Entreprendre Service Public, Direction de l’information légale et administrative, actualité du 4 septembre 2026 présentant le décret n° 2026-96
La signification n’est pas une formalité administrative de plus. Elle fait courir le délai d’opposition du débiteur et, mécaniquement, celui au terme duquel le créancier pourra faire pratiquer une saisie. Le choix du commissaire de justice et sa rapidité d’exécution deviennent des variables de trésorerie, au même titre que la relance client.
Quel calendrier respecter après l’ordonnance ?
Trois délais rythment désormais la procédure, et aucun ne se rattrape. Le tableau compare le régime applicable avant le 1er septembre 2026 et celui qui s’impose depuis, sur les trois étapes qui séparent l’ordonnance de la possibilité concrète de saisir les comptes du débiteur.
| Étape | Avant le 1er septembre 2026 | Depuis le 1er septembre 2026 |
|---|---|---|
| Signification de l’ordonnance | 6 mois | 3 mois |
| Constat de l’absence d’opposition | Certificat de non-opposition à demander au greffe | Avis d’opposition transmis par le greffe sous 1 mois |
| Passage en titre exécutoire | Après délivrance du certificat | 2 mois après la signification, sans opposition reçue |
Lue de bout en bout, la nouvelle procédure fait gagner du temps à qui l’anticipe et en fait perdre à qui la subit. Un créancier organisé obtient son titre en cinq mois là où l’ancien régime pouvait en demander huit ou neuf ; un créancier qui laisse filer la signification repart de zéro.
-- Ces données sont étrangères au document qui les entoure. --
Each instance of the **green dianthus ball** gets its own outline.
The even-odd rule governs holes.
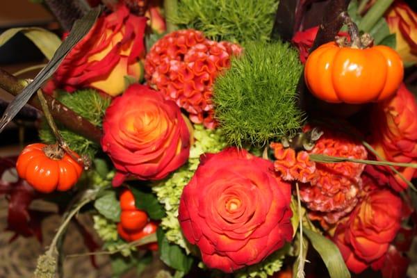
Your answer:
[[[229,143],[261,146],[301,126],[295,90],[302,65],[288,44],[251,42],[244,49],[214,83],[215,117]]]

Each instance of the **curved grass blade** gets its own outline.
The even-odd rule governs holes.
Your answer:
[[[6,111],[4,111],[0,120],[0,133],[3,131],[6,125],[15,117],[20,109],[28,101],[35,92],[55,72],[71,49],[87,35],[97,20],[101,10],[100,7],[92,9],[83,18],[75,22],[71,33],[56,50],[52,59],[48,63],[47,66],[38,74],[33,81],[23,89],[22,92],[7,106]]]
[[[313,247],[323,260],[330,277],[350,278],[350,273],[337,246],[323,236],[305,227],[304,231],[310,239]]]

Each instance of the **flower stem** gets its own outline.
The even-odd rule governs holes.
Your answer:
[[[170,33],[177,29],[177,25],[171,22],[170,19],[177,16],[178,1],[164,0],[163,8],[165,13],[165,20],[167,21],[167,31]]]
[[[375,24],[384,15],[394,0],[377,0],[362,17],[359,23],[359,30],[370,32]]]

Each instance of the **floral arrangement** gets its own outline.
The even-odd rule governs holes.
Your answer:
[[[0,131],[28,101],[43,113],[42,142],[1,160],[18,176],[0,183],[8,229],[41,240],[35,199],[63,218],[35,277],[60,275],[81,209],[101,244],[69,256],[108,254],[113,277],[156,260],[158,277],[406,277],[417,231],[407,3],[44,2],[62,44],[44,29],[0,35],[24,32],[49,60],[33,80],[0,71],[17,96]]]

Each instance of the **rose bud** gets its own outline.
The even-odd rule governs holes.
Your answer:
[[[120,186],[126,176],[165,178],[187,161],[190,131],[175,102],[149,87],[131,85],[106,111],[101,147],[117,170]]]
[[[417,13],[402,1],[394,2],[386,15],[389,31],[395,33],[395,50],[405,64],[417,63]]]

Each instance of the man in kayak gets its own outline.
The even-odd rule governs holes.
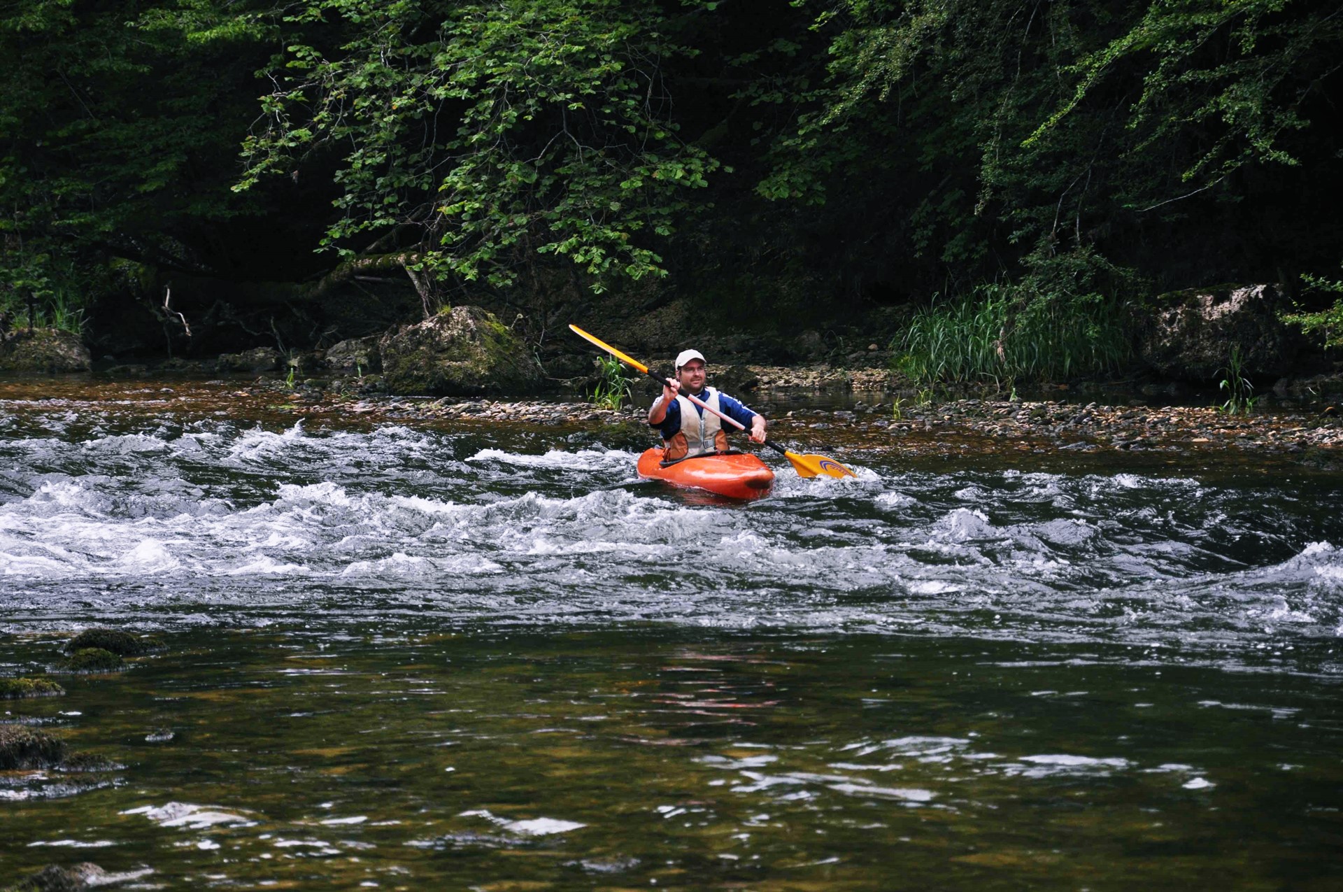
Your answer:
[[[729,449],[721,419],[681,396],[682,390],[749,427],[752,442],[764,442],[764,415],[752,412],[727,394],[705,386],[704,353],[681,351],[676,357],[676,379],[669,379],[662,395],[649,408],[649,426],[662,433],[666,449],[663,461],[674,462],[690,455],[725,453]]]

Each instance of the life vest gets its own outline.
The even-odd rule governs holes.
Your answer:
[[[704,388],[701,399],[709,408],[723,411],[719,406],[719,391],[712,387]],[[680,394],[676,402],[681,407],[681,430],[673,434],[672,439],[663,441],[666,451],[662,454],[662,461],[674,462],[690,455],[725,453],[731,449],[728,433],[723,430],[723,422],[717,415],[708,410],[700,415],[696,404]]]

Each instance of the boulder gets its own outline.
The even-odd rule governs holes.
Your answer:
[[[68,672],[73,674],[97,674],[102,672],[121,672],[124,669],[126,669],[126,661],[121,658],[121,654],[103,650],[102,648],[81,648],[50,666],[51,672]]]
[[[218,372],[273,372],[279,368],[279,351],[274,347],[257,347],[242,353],[220,353],[215,360]]]
[[[153,873],[150,868],[110,873],[90,861],[74,866],[48,864],[13,885],[4,887],[3,892],[82,892],[122,885],[150,873]]]
[[[0,724],[0,771],[51,768],[66,758],[66,742],[46,731]]]
[[[153,650],[163,650],[164,645],[157,638],[140,638],[120,629],[102,629],[94,626],[85,629],[78,635],[66,642],[66,653],[78,653],[86,648],[102,648],[118,657],[140,657]]]
[[[540,363],[493,313],[454,306],[377,343],[383,379],[393,394],[475,396],[537,390]]]
[[[59,697],[66,689],[46,678],[0,678],[0,700]]]
[[[1249,379],[1279,377],[1299,367],[1308,344],[1279,320],[1291,310],[1277,285],[1221,285],[1170,292],[1152,301],[1140,339],[1143,361],[1166,377],[1210,382],[1240,347]]]
[[[326,351],[326,368],[333,372],[383,371],[383,356],[377,352],[377,337],[352,337]]]
[[[11,332],[0,340],[0,373],[87,372],[93,356],[78,334],[55,328]]]

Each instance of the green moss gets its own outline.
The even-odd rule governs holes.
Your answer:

Que faire si le débiteur forme opposition ?
L’opposition rouvre un débat contradictoire devant le tribunal, qui juge alors l’affaire au fond. Le greffe informe le créancier par lettre recommandée avec accusé de réception ou par voie électronique, dans un délai d’un mois à compter de la réception de l’opposition. En matière commerciale, il demande en outre la consignation des frais d’opposition.
Cette étape sépare les créances réellement incontestées des litiges déguisés en impayés. Une contestation sur la qualité de la prestation, une facture rejetée pour un motif de forme ou un désaccord sur un avenant referont surface à ce moment précis, avec les pièces qui manquaient au dossier initial. La documentation contractuelle constituée en amont pèse alors davantage que la rapidité de la procédure.
Une procédure plus rapide ne remplace pas une politique de crédit client
Le décret agit sur les semaines qui suivent l’impayé, pas sur celles qui le précèdent. Une entreprise qui déclenche une injonction six mois après l’échéance de la facture aura toujours financé son client sur sa propre trésorerie pendant six mois, quel que soit le calendrier judiciaire. La réforme raccourcit la sortie, jamais l’entrée dans le cycle de l’impayé.
Le sujet rejoint la pression réglementaire sur les mauvais payeurs engagée cet été : le législateur agit sur la sanction et sur la procédure, mais la première ligne de défense reste interne, dans les conditions de vente, les acomptes et le suivi des encours.
Reste une question que le décret ne tranche pas : combien d’entreprises renoncent chaque année à une créance qu’elles pourraient recouvrer, faute de savoir qu’une procédure sans avocat existe pour quelques centaines d’euros de frais ? Les trois mois de signification en font un outil de dirigeant averti, et l’écart se creusera avec ceux qui découvrent la procédure au moment de l’utiliser.